At the ET hearing, the employer unsuccessfully argued that the successful appeal had re-instated him and so he had not been dismissed. The ET found he had been unfairly dismissed. This was over-turned on appeal to the Employment Appeal Tribunal (EAT), and following further appeal, the Court of Appeal has reviewed all the case authorities and sided firmly on the side of the EAT, confirming that the ET got it wrong.
The Court of Appeal has identified the following key principles, and I quote Lord Justice Sales directly:
“it is implicit in a term in an employment contract conferring a contractual right to appeal against disciplinary action taking the form of dismissal that, if an appeal is lodged, pursued to its conclusion and is successful, the effect is that both employer and employee are bound to treat the employment relationship as having remained in existence throughout.
By including a contractual right of appeal in the employment contract, the employer makes available to the employee a facility to seek to overturn the disciplinary decision made against him and to have the dismissal treated as being of no effect. If the appeal is successful, then subject to any other contractual provisions, the employee is entitled to be treated as having never been dismissed, to be paid all back pay and to have the benefit of all other terms of his contract of employment through the relevant period and into the future.

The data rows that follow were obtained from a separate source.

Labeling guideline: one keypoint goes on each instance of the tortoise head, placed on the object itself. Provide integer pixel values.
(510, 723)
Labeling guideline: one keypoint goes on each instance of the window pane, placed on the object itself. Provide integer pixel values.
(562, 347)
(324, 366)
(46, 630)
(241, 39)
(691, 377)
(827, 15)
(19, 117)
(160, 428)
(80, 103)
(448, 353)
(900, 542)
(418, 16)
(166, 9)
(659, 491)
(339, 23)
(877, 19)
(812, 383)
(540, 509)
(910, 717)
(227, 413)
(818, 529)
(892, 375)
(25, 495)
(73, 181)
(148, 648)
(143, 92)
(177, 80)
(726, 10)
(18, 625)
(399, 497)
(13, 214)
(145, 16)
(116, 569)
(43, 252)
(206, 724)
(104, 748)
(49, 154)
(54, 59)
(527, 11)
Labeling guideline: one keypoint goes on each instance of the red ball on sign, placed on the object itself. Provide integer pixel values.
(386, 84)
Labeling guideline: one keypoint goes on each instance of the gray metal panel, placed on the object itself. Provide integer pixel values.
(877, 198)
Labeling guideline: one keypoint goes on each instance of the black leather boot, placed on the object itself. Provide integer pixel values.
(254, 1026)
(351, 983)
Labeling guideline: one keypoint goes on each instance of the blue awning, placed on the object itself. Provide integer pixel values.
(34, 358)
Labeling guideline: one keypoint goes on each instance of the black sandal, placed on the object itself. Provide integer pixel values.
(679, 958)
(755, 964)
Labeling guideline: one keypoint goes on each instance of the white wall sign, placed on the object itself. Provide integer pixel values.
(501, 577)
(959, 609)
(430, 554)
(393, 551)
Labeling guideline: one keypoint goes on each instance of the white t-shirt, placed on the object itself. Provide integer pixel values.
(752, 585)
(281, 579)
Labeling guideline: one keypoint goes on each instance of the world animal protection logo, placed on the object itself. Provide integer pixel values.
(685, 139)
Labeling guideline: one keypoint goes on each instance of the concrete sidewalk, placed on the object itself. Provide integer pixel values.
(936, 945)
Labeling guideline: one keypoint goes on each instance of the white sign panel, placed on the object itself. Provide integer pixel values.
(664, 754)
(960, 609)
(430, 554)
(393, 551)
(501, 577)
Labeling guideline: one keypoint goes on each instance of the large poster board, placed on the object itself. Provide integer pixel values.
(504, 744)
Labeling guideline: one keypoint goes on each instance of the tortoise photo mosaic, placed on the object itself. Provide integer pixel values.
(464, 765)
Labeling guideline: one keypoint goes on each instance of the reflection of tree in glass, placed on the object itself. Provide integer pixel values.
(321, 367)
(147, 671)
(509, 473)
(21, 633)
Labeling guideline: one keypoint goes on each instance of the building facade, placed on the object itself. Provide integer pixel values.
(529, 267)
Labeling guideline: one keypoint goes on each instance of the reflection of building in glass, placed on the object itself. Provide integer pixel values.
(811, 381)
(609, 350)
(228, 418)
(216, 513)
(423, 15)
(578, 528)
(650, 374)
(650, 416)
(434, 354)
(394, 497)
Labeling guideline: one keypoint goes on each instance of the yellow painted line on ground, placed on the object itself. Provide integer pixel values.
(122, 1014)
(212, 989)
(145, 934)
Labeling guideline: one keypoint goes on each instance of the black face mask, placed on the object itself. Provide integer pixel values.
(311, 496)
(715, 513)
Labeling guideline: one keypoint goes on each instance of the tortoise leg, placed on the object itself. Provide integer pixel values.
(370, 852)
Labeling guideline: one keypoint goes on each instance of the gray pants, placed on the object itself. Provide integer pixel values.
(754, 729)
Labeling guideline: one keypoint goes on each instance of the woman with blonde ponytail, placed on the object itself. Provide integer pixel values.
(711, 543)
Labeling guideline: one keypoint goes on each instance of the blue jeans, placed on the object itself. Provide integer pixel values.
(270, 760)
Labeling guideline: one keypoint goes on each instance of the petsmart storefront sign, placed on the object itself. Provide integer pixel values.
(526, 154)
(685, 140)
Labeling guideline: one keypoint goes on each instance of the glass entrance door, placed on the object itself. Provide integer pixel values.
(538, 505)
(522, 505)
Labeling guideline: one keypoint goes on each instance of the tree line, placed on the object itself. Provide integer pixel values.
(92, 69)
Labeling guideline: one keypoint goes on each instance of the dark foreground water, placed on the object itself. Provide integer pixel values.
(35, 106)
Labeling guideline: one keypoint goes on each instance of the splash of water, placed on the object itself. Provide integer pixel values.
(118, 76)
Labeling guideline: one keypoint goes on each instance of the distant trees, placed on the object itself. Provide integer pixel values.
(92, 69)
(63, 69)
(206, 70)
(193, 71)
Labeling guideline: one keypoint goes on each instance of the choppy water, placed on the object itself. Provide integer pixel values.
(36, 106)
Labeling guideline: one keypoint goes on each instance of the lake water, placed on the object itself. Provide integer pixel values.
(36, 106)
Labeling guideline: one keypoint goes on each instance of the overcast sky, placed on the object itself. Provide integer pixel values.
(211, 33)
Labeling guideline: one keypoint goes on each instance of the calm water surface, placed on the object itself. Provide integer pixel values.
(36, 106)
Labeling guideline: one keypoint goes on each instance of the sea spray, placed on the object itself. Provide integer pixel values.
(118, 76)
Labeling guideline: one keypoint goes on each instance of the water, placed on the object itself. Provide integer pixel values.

Conversely, if the employee exercises his right of appeal under the contract and does not withdraw the appeal before its conclusion, it is obvious on an objective basis that he is seeking to be restored to his employment and is asking and agreeing (if successful) to be treated as continuing to be employed under his contract of employment for the interim period since his previous dismissal and continuing into the future, so that that dismissal is treated as having no effect. It is not a reasonable or correct interpretation of the term conferring a right of appeal that a successful appeal results in the employee having an option whether to return to work or not.
If an appeal is brought pursuant to such a term and is successful, the employer is contractually bound to treat the previous dismissal as having no effect and the employee is bound in the same way. That is inherent in the very concept of an appeal in respect of a disciplinary dismissal”.
The Court of Appeal took into account the fact that an employee may lodge an appeal not to get his or her job back but for other reasons – for example, to clear his or her name so as to improve the chances of finding other work or so as not to lose up to 25% of any compensation (for non-compliance with the ACAS Code of Practice on Disciplinary and Grievance Procedures).
There is a little twist in this tale: the Court of Appeal said that the Claimant might have had a claim for constructive dismissal, because of the employer’s failure to address questions about the validity of the allegations made against him. The Claimant might therefore have another bite at the cherry – but the main gist of the case is about the effect of a successful appeal.
So, an important decision and one that any employee who wishes to lodge an appeal should reflect on.